Un été 2025 sous le signe de la rivalité et des coups durs
Le 23 août 2025, la Ligue 2 vibrait déjà au rythme du duel annoncé entre l’ASSE et le Stade de Reims, deux ogres fraîchement relégués et pressentis pour dominer la saison. Dans cette atmosphère de revanche, la première journée avait pourtant tout changé pour les Champenois : Joseph Okumu, pilier défensif, s’effondrait à Amiens, victime d’une grave blessure au genou gauche dès la 10e minute. C’était tout un plan qui volait en éclats. Karel Geraerts, alors coach rémois, ne cachait pas sa détresse, pas plus que Jean-Pierre Caillot, le président, qui voyait s’effondrer la charnière rêvée Okumu-Pallois. L’ASSE, elle, affichait le plus gros budget de la division et pouvait croire à une saison sans accroc, profitant (du moins sur le papier) d’un concurrent affaibli. Dans le Forez, on se souvenait de ces mercatos où les départs de cadres faisaient trembler, mais cette fois, c’était ailleurs que le sort frappait.

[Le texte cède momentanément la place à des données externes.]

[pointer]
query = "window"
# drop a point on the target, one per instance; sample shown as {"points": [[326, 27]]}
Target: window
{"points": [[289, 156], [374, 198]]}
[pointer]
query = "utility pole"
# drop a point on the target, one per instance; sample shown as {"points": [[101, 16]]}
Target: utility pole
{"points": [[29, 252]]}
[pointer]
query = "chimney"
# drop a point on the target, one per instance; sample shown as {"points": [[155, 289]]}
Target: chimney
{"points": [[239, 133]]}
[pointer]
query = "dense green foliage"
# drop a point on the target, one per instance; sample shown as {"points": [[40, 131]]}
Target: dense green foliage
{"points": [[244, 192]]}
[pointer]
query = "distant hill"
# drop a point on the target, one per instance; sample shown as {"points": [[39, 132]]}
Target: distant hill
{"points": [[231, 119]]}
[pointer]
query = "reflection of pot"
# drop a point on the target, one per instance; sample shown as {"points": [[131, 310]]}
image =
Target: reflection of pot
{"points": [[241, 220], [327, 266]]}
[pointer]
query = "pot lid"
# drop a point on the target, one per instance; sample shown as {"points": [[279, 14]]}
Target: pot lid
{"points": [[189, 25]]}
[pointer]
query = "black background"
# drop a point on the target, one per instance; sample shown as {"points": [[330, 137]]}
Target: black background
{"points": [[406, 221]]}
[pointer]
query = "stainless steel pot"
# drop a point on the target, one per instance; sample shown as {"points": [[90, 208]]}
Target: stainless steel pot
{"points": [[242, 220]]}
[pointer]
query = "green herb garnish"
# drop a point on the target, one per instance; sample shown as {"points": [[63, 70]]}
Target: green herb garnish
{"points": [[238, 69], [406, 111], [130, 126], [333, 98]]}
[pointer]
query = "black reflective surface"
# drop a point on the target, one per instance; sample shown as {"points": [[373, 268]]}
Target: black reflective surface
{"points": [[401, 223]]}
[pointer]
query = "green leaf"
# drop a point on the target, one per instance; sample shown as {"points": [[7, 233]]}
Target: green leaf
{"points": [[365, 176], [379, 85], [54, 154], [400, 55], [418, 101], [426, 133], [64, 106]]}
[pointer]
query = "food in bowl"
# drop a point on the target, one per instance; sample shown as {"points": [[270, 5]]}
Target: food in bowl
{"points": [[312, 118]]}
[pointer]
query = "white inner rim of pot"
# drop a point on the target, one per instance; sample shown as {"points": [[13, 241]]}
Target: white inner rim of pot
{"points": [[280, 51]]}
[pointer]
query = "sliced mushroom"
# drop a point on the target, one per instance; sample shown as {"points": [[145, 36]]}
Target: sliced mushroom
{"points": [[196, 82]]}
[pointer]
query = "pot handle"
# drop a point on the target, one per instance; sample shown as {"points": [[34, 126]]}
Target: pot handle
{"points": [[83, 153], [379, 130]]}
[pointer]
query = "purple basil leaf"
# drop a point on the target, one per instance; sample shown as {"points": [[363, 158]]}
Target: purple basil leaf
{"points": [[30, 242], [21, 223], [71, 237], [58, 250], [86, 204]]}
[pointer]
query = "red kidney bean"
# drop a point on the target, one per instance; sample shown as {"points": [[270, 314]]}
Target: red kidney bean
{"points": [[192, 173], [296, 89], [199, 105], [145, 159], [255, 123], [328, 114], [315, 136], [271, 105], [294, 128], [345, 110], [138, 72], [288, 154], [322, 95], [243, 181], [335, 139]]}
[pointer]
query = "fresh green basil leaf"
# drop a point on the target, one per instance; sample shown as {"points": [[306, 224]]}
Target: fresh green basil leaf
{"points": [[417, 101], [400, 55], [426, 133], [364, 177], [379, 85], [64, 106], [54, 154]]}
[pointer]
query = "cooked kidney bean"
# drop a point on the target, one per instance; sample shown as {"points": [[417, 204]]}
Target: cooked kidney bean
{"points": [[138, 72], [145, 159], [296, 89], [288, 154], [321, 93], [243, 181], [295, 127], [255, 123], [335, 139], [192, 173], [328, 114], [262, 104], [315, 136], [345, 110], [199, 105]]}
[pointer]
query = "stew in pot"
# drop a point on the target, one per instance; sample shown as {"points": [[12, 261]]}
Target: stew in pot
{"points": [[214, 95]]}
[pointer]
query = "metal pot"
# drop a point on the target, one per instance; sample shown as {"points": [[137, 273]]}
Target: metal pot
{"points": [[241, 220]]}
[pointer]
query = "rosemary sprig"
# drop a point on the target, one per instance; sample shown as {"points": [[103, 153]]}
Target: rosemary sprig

Un an plus tard : l’ASSE entre euphorie sportive et gestion des failles
Douze mois ont passé et la donne a bien changé. L’ASSE n’est plus ce favori inquiet des coups du sort chez l’adversaire : c’est aujourd’hui le club qui impose le tempo en Ligue 2, fort d’un début de saison canon et d’un effectif à la profondeur saluée par tous. Les Verts viennent d’en passer quatre à Grenoble, leur banc fait « rêver » jusqu’aux adversaires, et l’enthousiasme est réel, du terrain aux tribunes. Mais l’histoire n’est jamais aussi simple. Les blessures frappent aussi le Forez : Jakob Breum, maître à jouer, vient de sortir sur alerte musculaire, alors que le couloir gauche est décimé, obligeant Bernauer à dépanner et forçant le mercato à s’activer en urgence. Les dossiers de départ, eux, mettent l’état-major sur le qui-vive : Davitashvili et Stassin, atouts offensifs majeurs, pourraient faire leurs valises, laissant planer une incertitude sur la continuité du projet. Même l’avenir d’un jeune espoir comme Lassana Traoré, longtemps blessé, symbolise cette instabilité permanente.
En somme, ce qui frappait Reims il y a un an, l’ASSE le vit aujourd’hui à sa manière : un favori n’est jamais à l’abri des imprévus. Si le club a grandi en profondeur et en ambition, il doit composer avec les coups durs, les départs à gérer, et les ajustements de dernière minute. Un rappel grinçant : en Ligue 2, la route vers la montée est toujours semée d’aléas, même pour les plus armés. Le boulevard d’hier est devenu aujourd’hui un véritable slalom, où chaque virage peut rebattre les cartes.